Nazif -  So, they're not very long-lived which helps us do the experiment so we can finish them quite quickly.  They do live for some hundred days.  We can get them to live 200 days or even longer.

Kat -  Presumably then you can actually find flies that do live at particularly longer or healthier lives even within that timescale?

Nazif -  Yes, so what's the biggest advantage of Drosophila is that its genetics have been studied for such a long time.  There are a lot of very neat tools that we can use to alter their genetic makeup or to alter signalling within these pathways in various specific moments in time during the adulthood of the fly and in very specific tissues.  So, we can try to understand in minute detail of what kind of manipulation we need to achieve a healthy long lifespan.

Kat -  How do you tell if a fruit fly is kind of feeling old.  "My back!  I forgot where I've put my car keys."  How do you actually look at these flies and work out how they're ageing?

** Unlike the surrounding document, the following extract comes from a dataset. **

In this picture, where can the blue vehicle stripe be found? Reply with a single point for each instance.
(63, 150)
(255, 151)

Nazif -  So, one of the main outputs that we've been using is really just how long they live.  So simply, we can see when a fly is dead or alive.  But more recently, we've been trying to look at more detail about their lifespan.  So, we can for example look at how well they move.  So similar to humans, as flies get older, their movement becomes slower and they find it harder to move.  

Kat -  Little flies in a Zimmer frame kind of thing.

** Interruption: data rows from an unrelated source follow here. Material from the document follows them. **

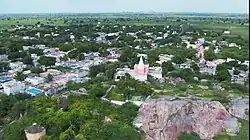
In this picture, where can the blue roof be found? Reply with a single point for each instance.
(34, 91)
(4, 79)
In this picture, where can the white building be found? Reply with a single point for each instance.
(13, 87)
(17, 66)
(35, 80)
(164, 58)
(246, 62)
(226, 32)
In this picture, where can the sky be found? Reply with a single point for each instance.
(104, 6)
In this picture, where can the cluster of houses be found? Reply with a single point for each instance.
(36, 84)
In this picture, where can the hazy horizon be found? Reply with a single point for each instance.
(118, 6)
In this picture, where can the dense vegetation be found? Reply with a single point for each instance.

Nazif -  Yes, little flies not walking as fast as they could 20 days before.  So, that is a very simple measure of their health and one that we've been using a lot.

Kat -  So, you can find that manipulating this pathway, this IGF pathway affects their lifespan and their health span.  What now?  Where do you want to go with this work?

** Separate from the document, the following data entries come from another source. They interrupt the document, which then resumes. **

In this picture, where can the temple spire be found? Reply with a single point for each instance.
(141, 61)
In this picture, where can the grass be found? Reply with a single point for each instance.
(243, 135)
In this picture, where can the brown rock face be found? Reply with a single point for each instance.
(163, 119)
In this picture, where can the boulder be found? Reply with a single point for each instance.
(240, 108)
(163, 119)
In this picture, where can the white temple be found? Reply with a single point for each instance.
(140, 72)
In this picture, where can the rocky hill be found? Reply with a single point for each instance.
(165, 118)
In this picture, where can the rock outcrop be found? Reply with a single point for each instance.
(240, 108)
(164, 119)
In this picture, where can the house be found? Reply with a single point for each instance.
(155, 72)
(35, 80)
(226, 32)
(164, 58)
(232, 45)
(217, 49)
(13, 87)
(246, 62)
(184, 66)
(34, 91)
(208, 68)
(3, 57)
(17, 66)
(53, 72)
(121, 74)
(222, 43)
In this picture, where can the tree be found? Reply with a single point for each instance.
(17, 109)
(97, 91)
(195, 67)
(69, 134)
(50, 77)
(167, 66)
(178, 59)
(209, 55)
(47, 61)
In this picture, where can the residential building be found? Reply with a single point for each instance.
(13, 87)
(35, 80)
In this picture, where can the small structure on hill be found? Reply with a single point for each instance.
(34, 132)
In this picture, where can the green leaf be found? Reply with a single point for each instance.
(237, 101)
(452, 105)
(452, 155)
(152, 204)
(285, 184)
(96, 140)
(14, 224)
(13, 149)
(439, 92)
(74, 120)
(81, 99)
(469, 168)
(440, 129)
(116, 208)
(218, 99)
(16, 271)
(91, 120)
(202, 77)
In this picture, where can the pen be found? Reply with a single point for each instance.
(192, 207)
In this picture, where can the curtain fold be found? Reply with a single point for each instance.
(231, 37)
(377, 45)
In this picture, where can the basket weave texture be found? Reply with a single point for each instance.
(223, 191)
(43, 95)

Nazif -  So, the most recent work that we've done is looking at the effector of these pathways.  So, we know in modern organisms again that the beneficial effects of this pathway require a transcription factor called FOXO.  And this transcription factor essentially rewires the way the genetic information is used, remodels the way the genetic information is used so that the animal lives longer.  And we've been trying to work out exactly what genes are controlled by FOXO in which tissues and how they can result in an extended period in life and extended lifespan.

Kat -  If I was to have a child, how long would it be before I could give them some kind of FOXO manipulating thing that might make them live a much, much longer life?

Nazif -  I don't think we really know how long it's going to be.  Hopefully, it might actually be within your lifetime, that you might be able to take something that will prevent dementia or that might prevent type 2 diabetes or any chronic condition that will increase in prevalence as you age.  But we don't know.  What's quite exciting about this field is now, we've come to the point where we do have drugs that can be administered to people.  So, they're FDA approved.  They're approved for use on humans.  And those drugs in model organisms can extend a healthy lifespan. 

Kat -  So, this seems to be much closer than perhaps we might think.

Nazif -  Possibly, yes.  I think the next step will be on one hand, people like me working on model organisms, we need to refine the approaches that can be used, and the other thing that needs to happen in parallel is, for people to find means to see if those manipulations actually do work in humans.

Kat -  How long would you like to live for?

Nazif -  I think the younger you are, the less you care, but I'm starting to care more and more.  I do know that I have a very good amount of risk for cardiovascular disease and I would really like to avoid having a stroke or a very debilitating heart attack.  So for me, it may not be that much about how long I live, but just the quality of life as I get older.

Kat - That was Nazif Alic from the UCL Institute of Healthy Ageing.